In a new report, HackerRank queried both hiring managers and recruiters about, well, tech recruiting – and got some interesting results. While much of the report is what you might expect (hiring managers want the right candidates, and recruiters want to get you hired so they can be paid, etc.), there’s an interesting tidbit in there about résumés and skills-based assessments.
Above all else, both recruiters and hiring managers want a candidate with previous experience. Second to having that experience is how long you’ve been working in a particular discipline. Third is personal projects.
These all rank ahead of having a computer science degree, believe it or not. It seems a résumé that highlights a deeper history of personal projects and direct understanding of a language or framework is far more attractive to recruiters and managers.

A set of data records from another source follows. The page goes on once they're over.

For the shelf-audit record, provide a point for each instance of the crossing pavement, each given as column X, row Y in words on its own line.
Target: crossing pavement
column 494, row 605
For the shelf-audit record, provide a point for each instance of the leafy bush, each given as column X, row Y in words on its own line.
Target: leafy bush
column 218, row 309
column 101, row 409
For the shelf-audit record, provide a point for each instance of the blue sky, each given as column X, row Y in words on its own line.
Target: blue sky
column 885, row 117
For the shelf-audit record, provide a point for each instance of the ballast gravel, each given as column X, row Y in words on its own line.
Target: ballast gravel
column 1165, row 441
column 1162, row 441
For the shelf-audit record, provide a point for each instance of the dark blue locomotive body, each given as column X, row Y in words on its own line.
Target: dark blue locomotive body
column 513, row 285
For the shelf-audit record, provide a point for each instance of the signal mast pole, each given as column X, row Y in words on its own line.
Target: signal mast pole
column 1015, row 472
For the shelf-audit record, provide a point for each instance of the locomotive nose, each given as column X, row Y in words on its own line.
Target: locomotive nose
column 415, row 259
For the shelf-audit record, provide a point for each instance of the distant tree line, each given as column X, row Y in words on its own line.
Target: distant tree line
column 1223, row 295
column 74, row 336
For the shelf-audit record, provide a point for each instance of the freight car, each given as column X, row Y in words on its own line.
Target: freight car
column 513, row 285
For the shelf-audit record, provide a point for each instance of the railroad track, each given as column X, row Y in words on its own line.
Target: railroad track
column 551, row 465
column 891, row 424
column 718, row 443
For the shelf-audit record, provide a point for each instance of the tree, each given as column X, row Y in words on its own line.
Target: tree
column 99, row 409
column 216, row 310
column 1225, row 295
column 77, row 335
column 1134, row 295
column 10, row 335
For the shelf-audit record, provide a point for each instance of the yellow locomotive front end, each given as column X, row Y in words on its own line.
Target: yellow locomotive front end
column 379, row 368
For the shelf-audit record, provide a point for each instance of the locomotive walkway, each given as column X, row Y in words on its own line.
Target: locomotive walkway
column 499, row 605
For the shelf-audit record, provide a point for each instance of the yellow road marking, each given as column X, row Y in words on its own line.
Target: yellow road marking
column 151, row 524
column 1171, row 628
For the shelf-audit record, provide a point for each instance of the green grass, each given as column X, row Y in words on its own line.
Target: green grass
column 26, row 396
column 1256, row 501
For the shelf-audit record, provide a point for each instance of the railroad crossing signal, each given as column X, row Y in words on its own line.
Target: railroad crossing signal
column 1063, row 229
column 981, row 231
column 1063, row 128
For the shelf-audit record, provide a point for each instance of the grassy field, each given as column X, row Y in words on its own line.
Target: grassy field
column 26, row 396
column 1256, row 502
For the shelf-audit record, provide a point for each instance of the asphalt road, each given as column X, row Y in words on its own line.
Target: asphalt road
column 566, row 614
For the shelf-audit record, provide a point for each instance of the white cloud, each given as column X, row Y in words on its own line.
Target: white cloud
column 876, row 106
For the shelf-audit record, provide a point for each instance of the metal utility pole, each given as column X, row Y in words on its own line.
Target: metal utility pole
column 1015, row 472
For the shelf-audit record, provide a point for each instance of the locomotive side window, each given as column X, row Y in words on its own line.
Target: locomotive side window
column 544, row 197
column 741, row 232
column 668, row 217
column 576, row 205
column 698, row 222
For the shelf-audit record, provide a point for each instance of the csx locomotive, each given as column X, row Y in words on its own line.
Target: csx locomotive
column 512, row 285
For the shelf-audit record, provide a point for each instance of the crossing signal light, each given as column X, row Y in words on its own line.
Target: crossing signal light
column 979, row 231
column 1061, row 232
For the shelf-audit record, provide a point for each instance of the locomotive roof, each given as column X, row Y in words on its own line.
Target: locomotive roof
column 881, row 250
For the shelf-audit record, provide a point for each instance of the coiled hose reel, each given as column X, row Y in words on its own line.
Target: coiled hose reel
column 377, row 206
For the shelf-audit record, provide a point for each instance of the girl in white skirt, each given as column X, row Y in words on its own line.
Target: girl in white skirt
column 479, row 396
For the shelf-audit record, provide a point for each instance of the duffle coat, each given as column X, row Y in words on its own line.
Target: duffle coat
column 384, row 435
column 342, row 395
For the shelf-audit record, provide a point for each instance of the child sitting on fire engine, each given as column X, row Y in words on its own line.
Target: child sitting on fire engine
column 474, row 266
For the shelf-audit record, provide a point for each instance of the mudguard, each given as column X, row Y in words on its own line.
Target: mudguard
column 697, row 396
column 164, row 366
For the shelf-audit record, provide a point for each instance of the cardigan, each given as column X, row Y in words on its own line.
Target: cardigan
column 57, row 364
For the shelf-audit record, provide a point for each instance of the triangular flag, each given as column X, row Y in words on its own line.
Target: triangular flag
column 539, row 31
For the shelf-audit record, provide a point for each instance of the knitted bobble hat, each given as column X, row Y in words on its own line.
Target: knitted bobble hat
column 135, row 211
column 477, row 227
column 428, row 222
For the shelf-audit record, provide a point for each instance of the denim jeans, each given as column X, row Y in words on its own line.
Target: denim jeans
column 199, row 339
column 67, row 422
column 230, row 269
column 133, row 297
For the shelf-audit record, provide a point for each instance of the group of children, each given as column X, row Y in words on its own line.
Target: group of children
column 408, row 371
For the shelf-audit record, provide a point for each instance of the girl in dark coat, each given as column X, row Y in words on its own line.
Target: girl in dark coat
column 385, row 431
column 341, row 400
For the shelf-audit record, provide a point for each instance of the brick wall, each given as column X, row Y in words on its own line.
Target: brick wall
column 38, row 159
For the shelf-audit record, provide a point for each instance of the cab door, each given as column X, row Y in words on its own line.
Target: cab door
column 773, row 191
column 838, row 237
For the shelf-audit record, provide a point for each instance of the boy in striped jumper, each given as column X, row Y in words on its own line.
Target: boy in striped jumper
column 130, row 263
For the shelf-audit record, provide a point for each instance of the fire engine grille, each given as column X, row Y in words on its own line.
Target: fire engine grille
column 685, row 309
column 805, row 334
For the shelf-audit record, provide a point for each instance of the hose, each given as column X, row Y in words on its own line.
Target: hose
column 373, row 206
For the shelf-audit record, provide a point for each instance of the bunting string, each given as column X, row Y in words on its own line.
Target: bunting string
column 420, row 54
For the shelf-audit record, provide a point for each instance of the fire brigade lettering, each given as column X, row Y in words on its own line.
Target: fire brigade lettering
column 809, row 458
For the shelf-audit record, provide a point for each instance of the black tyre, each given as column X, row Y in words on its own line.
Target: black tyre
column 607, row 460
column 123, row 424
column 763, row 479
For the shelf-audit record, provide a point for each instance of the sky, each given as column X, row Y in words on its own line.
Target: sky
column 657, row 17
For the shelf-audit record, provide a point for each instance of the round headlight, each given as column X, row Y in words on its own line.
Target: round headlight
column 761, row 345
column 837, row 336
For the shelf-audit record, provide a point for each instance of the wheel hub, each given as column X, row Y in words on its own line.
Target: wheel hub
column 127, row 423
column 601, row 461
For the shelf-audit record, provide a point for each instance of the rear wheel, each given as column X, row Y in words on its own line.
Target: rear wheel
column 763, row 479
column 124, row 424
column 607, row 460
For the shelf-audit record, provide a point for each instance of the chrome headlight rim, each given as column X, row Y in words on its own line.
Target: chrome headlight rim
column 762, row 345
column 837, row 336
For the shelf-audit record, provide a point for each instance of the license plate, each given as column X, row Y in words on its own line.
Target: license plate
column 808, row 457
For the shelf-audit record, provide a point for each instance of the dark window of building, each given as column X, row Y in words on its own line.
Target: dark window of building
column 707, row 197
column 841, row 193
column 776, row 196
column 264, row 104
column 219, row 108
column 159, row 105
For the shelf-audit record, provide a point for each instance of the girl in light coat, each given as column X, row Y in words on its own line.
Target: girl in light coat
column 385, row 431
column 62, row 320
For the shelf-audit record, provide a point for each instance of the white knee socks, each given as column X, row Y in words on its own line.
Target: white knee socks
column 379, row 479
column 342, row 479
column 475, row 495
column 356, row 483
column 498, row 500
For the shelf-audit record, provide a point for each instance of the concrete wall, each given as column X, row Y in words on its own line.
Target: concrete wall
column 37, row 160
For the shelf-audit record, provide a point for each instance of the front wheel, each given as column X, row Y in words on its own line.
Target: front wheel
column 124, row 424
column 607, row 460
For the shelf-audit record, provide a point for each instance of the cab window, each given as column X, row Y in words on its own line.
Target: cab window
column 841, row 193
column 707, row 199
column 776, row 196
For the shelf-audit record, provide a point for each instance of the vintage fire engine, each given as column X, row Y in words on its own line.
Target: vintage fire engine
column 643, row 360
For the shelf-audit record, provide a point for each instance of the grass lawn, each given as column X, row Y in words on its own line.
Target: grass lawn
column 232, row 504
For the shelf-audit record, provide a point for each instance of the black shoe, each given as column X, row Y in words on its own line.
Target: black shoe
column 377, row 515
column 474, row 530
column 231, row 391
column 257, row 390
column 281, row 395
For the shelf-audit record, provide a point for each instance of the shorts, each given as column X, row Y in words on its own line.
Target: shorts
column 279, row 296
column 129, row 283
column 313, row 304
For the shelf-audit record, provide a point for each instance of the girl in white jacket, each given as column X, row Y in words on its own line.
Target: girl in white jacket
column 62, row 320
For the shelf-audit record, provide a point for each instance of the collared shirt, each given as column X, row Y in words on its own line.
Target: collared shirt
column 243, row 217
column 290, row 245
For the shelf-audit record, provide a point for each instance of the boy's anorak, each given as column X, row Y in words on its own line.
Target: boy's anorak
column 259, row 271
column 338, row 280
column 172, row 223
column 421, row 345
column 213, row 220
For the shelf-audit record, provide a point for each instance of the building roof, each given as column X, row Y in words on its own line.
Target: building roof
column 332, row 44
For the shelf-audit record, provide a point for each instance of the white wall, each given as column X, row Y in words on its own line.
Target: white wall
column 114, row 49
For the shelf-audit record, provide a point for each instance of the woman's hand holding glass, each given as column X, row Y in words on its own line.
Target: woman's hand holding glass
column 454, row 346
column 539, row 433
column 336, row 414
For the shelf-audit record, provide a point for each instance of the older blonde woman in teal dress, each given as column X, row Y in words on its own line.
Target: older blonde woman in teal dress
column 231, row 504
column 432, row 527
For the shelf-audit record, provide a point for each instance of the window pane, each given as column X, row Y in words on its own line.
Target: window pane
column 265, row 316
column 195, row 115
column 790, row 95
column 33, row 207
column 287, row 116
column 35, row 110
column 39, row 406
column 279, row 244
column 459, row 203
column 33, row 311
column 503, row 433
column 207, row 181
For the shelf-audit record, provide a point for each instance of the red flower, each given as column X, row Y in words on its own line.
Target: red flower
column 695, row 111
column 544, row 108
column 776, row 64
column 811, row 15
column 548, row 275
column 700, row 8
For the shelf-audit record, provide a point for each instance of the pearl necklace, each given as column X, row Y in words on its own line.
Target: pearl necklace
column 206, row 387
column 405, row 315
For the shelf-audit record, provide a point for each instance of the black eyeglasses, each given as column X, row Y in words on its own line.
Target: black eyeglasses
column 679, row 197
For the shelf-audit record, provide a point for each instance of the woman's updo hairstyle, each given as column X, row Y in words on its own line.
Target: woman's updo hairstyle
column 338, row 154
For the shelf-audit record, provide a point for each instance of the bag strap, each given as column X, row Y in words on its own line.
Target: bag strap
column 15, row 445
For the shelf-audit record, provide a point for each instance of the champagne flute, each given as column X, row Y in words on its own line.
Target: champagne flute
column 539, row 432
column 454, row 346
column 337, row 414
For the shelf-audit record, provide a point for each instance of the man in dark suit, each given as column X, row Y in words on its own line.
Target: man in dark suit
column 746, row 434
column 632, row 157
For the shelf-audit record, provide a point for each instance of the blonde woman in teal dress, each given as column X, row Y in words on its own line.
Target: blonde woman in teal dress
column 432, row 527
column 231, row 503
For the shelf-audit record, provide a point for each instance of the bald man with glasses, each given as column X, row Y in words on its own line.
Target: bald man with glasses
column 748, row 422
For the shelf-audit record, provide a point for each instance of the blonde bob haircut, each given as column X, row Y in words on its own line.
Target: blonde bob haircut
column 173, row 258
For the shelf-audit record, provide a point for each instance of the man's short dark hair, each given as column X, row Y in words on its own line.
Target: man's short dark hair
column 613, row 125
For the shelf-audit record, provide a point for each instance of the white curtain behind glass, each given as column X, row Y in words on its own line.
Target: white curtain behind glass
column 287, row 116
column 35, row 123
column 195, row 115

But what about the candidate whose résumé or CV just doesn’t seem to match that of their peers? Not to fear; HackerRank’s survey shows 75 percent of hiring managers say they’ve offered jobs to candidates with less-than-stellar résumés; this specifically correlates with self-taught developers. Again, skills matter more than anything else.
A separate study from Montage notes that skills-based hiring is on the rise, and exceedingly popular. It says 77 percent of enterprise companies use skills assessments when considering candidates; some 60 percent of firms have begun looking into predictive analytics to decipher who is best suited for jobs.
There are plenty of hacks and crafting you can do to make your résumé amazing, but that’s just the first step. For roles in tech, companies want to understand how much you really know before investing time (and money) into hiring you. Luckily, a good set of side projects and some actual proof you’re worth consideration might be enough to get you through a résumé critique and hiring process.